偽物珊瑚はどんな材質でできている?

珊瑚は深紅の色合いとやわらかな光沢が魅力の高級宝石で、真珠と同じく生物由来の素材として古くから愛されてきました。しかし、その美しさゆえに多くの模造品が作られてきた歴史もあります。本記事では、本物の珊瑚の特徴とともに、古くから存在する偽物珊瑚の歴史や、模造珊瑚に使われる素材の違いについて解説します。
古くから存在する偽物珊瑚
珊瑚は採取できる地域が限られているうえ、成長にも長い年月が必要です。宝石として利用される珊瑚の成長スピードは約0.1〜0.3mm/年ほどといわれ、成長には数十年から100年以上かかることもあるといわれています。その希少性から古くから高価な宝石として扱われてきたためか、珊瑚には非常に長い模造品の歴史があります。
実は偽物の珊瑚は現代になって登場したものではなく、古代から作られてきました。
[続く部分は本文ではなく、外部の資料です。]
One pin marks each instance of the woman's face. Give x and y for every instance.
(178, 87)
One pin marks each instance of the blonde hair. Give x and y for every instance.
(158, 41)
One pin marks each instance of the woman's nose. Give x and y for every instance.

記録として残るものでは、約1,300年前にはすでに、象牙の粉を練り固めて染色する模造珊瑚の製法があったとされています。これは正倉院文書の「造仏所策物帳」に記されているもので、当時すでに珊瑚の代用品が作られていたことがわかります。
さらに江戸時代になると、象牙やクジラの歯、鹿の角などの粉を固めて染色した模造品が登場しました。その代表例が「明石玉」です。これらは見た目が珊瑚に似ているため装飾品として広く利用されました。明治時代以降になると、材料や技術が進歩し「金赤玉」「正眞護模玉」「新珊瑚あさひたま」などの模造品も流通するようになります。
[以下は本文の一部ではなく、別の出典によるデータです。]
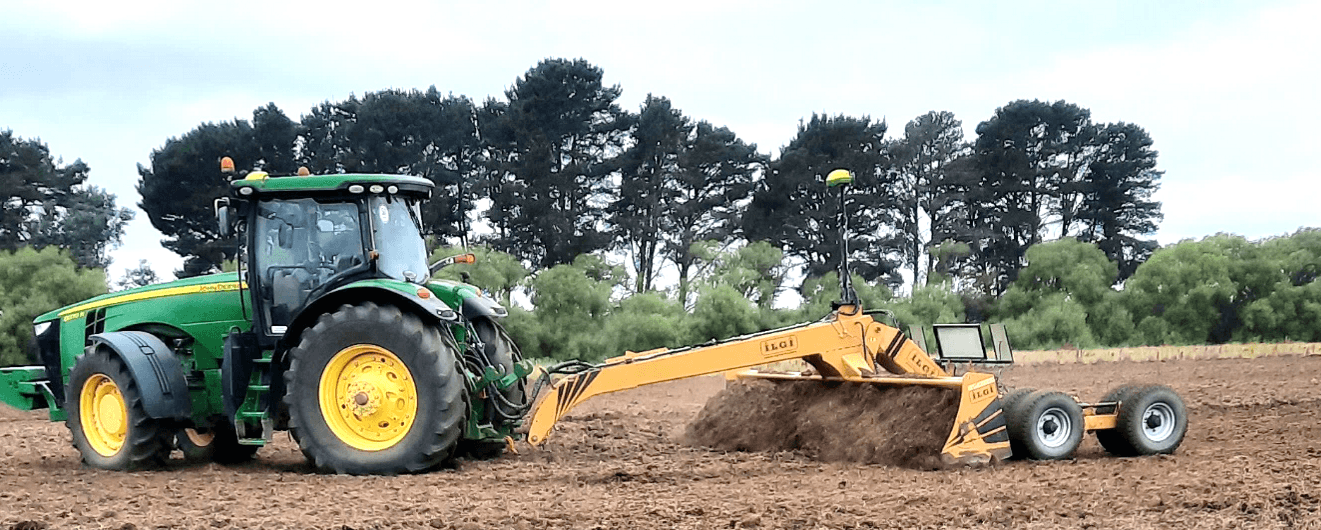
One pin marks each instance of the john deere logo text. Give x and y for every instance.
(778, 346)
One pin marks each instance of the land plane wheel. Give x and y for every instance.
(218, 444)
(1152, 420)
(106, 416)
(1009, 407)
(373, 390)
(1046, 424)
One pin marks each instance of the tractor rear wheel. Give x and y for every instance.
(218, 444)
(106, 416)
(374, 390)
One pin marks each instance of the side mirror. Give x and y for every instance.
(222, 216)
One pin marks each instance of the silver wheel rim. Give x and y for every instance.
(1054, 427)
(1157, 422)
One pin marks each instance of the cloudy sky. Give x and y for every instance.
(1229, 90)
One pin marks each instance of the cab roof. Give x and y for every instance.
(262, 184)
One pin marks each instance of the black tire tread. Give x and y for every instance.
(1023, 423)
(436, 358)
(148, 442)
(1131, 419)
(1009, 403)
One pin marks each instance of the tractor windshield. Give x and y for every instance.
(396, 227)
(300, 245)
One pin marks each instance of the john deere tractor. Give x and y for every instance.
(332, 329)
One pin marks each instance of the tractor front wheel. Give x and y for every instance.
(106, 416)
(374, 390)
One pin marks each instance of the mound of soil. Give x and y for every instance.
(902, 426)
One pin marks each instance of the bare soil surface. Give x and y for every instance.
(1251, 459)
これらはガラス粉や樹脂などを利用した人工素材で作られていました。現代でも「山珊瑚」と呼ばれる模造品が知られています。これはトクササンゴという珊瑚の近似種を赤く染めたものです。もともと珊瑚に近い生物であるため、染色すると見た目が本物の珊瑚に非常によく似ています。
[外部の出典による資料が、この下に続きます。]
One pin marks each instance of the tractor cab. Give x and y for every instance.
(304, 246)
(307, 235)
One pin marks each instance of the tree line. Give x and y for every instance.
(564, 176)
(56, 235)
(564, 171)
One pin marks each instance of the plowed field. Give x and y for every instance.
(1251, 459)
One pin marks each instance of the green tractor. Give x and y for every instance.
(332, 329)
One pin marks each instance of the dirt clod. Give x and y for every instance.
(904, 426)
さらに「山珊瑚」という名称が使われることで、本物の珊瑚と誤解されることもあります。このように、珊瑚には古代から現代にいたるまで多くの模造品が存在してきました。そのため、珊瑚をあしらった骨董品やジュエリーは、模造品に注意する必要があります。
偽物の珊瑚はどんな材質で作られている?
現在市場に出回っている偽物の珊瑚は、さまざまな素材で精巧に作られています。本物と偽物を並べて比較しても、ぱっと見ただけでは見分けがつかない場合も少なくありません。しかし、模造品の材質とその特徴を知っておけば、本物かどうかを判断する手がかりはあります。
プラスチック
プラスチックは石油由来の素材で、偽物珊瑚としてよく使われます。本物の珊瑚と比べると非常に軽く、触れたときのひんやりとした感触もありません。そのため手に取ると人工素材であることが比較的わかりやすい場合があります。
樹脂
樹脂もプラスチックと同様の人工素材で、本物より軽く感じられます。また、触ったときに冷たい感触がなく、表面の質感もやや異なります。
海竹(シーバンブー)
海竹はサンゴの近縁種の骨格を利用した素材で、染色して珊瑚のように見せることが多いものです。色ムラがあったり、部分的に濃い線のような模様が見られたりすることがあります。染料を使って赤く加工されている場合がほとんどです。
ガラス
ガラス製の模造珊瑚は重量感がありますが、珊瑚とは質感が異なります。触るとすぐに温まりやすく、表面の光沢が強くキラキラと輝くのが特徴です。本物の珊瑚はやわらかい照りをもつため、この点でも違いが現れます。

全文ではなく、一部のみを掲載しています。